El material debe estar organizado en forma deliberada y la información relacionada con su tópico de origen (partiendo de la idea principal, se conectan nuevas ideas hasta completar la información). U n mapa mental se debe agrupar y expandir a través de la formación de subcentros que partan de él y así sucesivamente. Ya que l as imágenes visuales son más recordadas que las palabras, por este motivo el centro debe ser una imagen visual fuerte para que todo lo que está en el mapa mental se pueda asociar con él.

Las notas con palabras claves son más efectivas que las oraciones o frases, siendo más fácil para el cerebro, recordar éstas que un grupo de oraciones complicadas. Se recomienda colorear las líneas, símbolos e imágenes, debido a que es más fácil recordarlas que si se hacen en blanco y negro. Mientras más color se use, más se estimulará la memoria, la creatividad, la motivación y el entendimiento e inclusive, se le puede dar un efecto de profundidad al mapa mental.

Cualquier clase de símbolo que se utilice es válido y pueden ser usados para relacionar y conectar conceptos que aparecen en las diferentes partes del mapa, de igual manera, sirven para indicar el orden de importancia apoyando el estímulo de la creatividad. La participación debe ser activa y consciente . Si los mapas mentales se convierten en divertidos y espontáneos, permiten llamar la atención, motivando el interés, la creatividad, la originalidad y ayudan al proceso de memorización.

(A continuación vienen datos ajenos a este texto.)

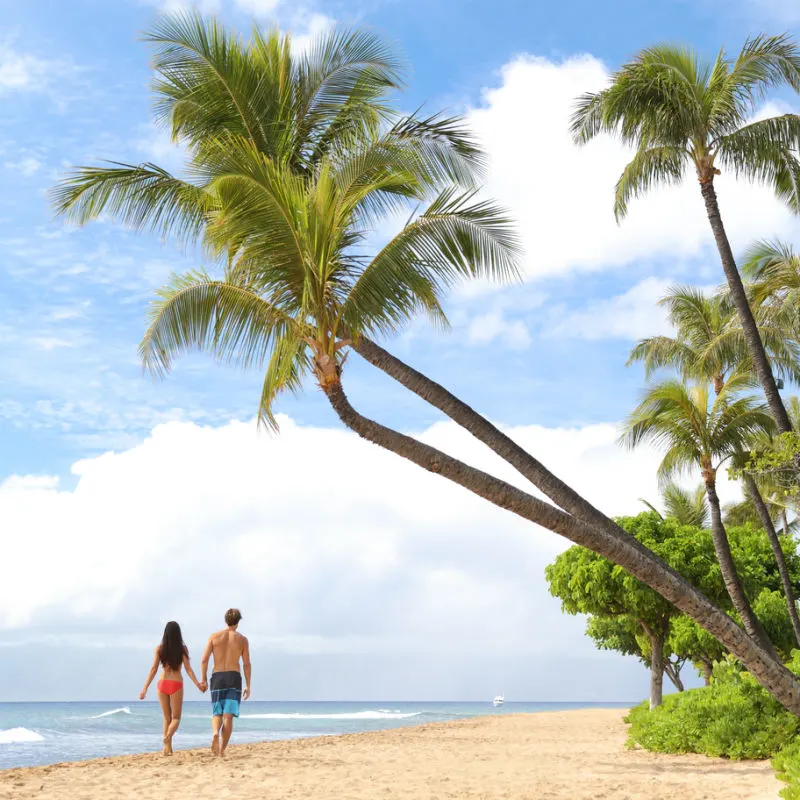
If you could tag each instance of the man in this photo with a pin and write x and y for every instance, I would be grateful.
(228, 647)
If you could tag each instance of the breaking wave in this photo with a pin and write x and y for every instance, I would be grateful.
(124, 710)
(18, 735)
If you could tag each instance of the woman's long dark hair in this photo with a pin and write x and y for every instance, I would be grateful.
(172, 648)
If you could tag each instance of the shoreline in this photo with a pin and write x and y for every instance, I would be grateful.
(574, 755)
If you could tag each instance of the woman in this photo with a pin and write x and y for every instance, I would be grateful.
(172, 654)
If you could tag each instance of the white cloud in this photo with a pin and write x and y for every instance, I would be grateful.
(50, 342)
(634, 314)
(156, 146)
(21, 71)
(562, 196)
(257, 8)
(307, 27)
(487, 328)
(26, 166)
(317, 535)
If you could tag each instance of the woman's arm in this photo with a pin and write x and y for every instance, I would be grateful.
(151, 674)
(190, 672)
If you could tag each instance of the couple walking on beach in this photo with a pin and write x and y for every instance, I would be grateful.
(228, 648)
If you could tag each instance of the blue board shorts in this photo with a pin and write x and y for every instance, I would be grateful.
(226, 693)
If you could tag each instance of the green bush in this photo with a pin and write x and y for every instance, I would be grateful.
(733, 717)
(787, 766)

Todos los aspectos que se trabajan en el mapa deben ir asociados entre sí, partiendo desde el centro del mismo, permitiendo que las ideas sean recordadas simultáneamente. Cada centro debe ser único, mientras más se destaque o resalte la información, ésta se recordará más rápido y fácilmente.

Es importante ser enfático, utilizar la asociación, expresarse con claridad y sobre todo, generar un estilo personal. En los diagramas no se deben pasar por alto las jerarquías y el orden numérico.

Ilustración 2:

La increíble y triste historia de la cándida Eréndira y su abuela desalmada (García Márquez, 1979)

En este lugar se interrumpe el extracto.